La palla al balzo l’hanno presa quelli di Libero, spesso in sintonia con il pensiero leghista. Il direttore editoriale di Libero, Vittorio Feltri, in un tweet si è chiesto: «Cancellare Salvini con la gomma o col mitra? Perché l'Ordine non cancella Repubblica?».
Argomentato il ragionamento del direttore responsabile di quel quotidiano, Pietro Senaldi, che giustamente ha osservato: «Se Libero avesse titolato “Cancellare la Segre” un articolo che auspicava l’abolizione della Commissione parlamentare contro l’odio, politicamente legittima, probabilmente ci saremmo trovati il giorno stesso la polizia in redazione e un’incriminazione per razzismo. Senza considerare il carnevale che avrebbero inscenato i parlamentari del Pd, di Leu e di M5S, che invece quando si tratta di difendere Salvini tacciono vigliaccamente e con una gran dose di malafede».

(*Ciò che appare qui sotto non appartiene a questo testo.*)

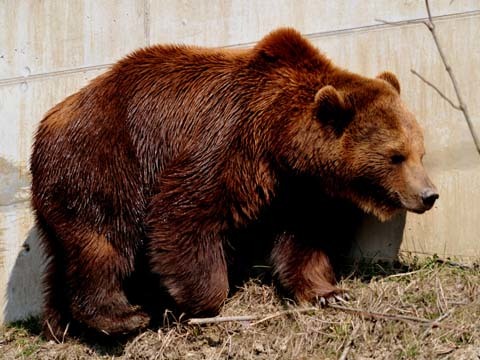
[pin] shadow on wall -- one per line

Alessandro Sallusti ha accostato addirittura il caso Salvini-Repubblica al caso Calabresi, alludendo alla campagna di intellettuali e di “Lotta Continua” che creò le premesse culturali per l’omicidio del commissario di polizia quasi mezzo secolo fa. Il direttore del Giornale ha aggiunto: «Prendo atto che cancellare è un verbo che non ammette repliche o mediazioni, evoca una soluzione finale. E usarla in politica contro un rivale da un giornale che si nasconde dietro la senatrice Segre o il movimento delle sardine, tradisce l'atteggiamento da radical chic».

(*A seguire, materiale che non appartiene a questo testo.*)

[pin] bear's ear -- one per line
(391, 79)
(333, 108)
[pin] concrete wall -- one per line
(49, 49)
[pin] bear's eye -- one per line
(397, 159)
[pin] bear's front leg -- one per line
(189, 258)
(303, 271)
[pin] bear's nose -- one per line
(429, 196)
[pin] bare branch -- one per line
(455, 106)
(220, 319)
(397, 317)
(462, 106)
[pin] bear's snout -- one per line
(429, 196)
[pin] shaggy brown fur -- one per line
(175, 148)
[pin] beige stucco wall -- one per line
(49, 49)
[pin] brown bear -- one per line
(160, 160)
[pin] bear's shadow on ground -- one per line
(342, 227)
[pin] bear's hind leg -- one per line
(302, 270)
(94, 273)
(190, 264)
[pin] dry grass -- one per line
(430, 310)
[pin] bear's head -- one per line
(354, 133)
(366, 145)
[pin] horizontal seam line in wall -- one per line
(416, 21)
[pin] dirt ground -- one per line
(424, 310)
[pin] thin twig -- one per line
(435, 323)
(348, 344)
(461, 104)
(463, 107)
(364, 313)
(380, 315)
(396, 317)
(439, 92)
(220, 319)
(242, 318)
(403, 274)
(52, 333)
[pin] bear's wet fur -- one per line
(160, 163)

La replica del quotidiano La Repubblica non appare convincente: «Il senatore Salvini prende lucciole per lanterne: Repubblica ha riportato e sintetizzato in un titolo di prima pagina il senso di un'intervista al capogruppo del Pd alla Camera Graziano Delrio sul tema delle politiche migratorie da cambiare, a partire dai decreti sicurezza - poi diventati legge - già criticati dal Quirinale. Trasformare la sintesi di un'intervista in un attacco personale è indebito e anche un po' indecente».
Ma la giurisprudenza è ricca di sentenze di condanna per diffamazione anche per semplici titoli di articoli dal contenuto non diffamatorio. Il requisito della continenza della forma espositiva è infatti uno dei tre requisiti della cosiddetta “sentenza decalogo” (ottobre 1984), che fissa i paletti invalicabili del corretto esercizio del diritto di cronaca. Inoltre, ai giornalisti è stata spesso imputata, sul piano disciplinare, una condotta faziosa e fomentatrice di odio.
Bene ha fatto, quindi, Alessandro Morelli, deputato e responsabile Editoria della Lega, ad annunciare un esposto all'Ordine dei giornalisti contro il quotidiano diretto da Carlo Verdelli e, immaginiamo, contro il direttore. In una fase storica contrassegnata da molteplici spinte alla violenza verbale, fomentate anche dai social, non sono un buon esempio titoli del genere, peraltro su prestigiosi quotidiani che si autoproclamano nemici di ogni forma di odio e rancore verso chi manifesta opinioni diverse, ma poi alla prima occasione, magari per qualche copia in più, cambiano radicalmente atteggiamento.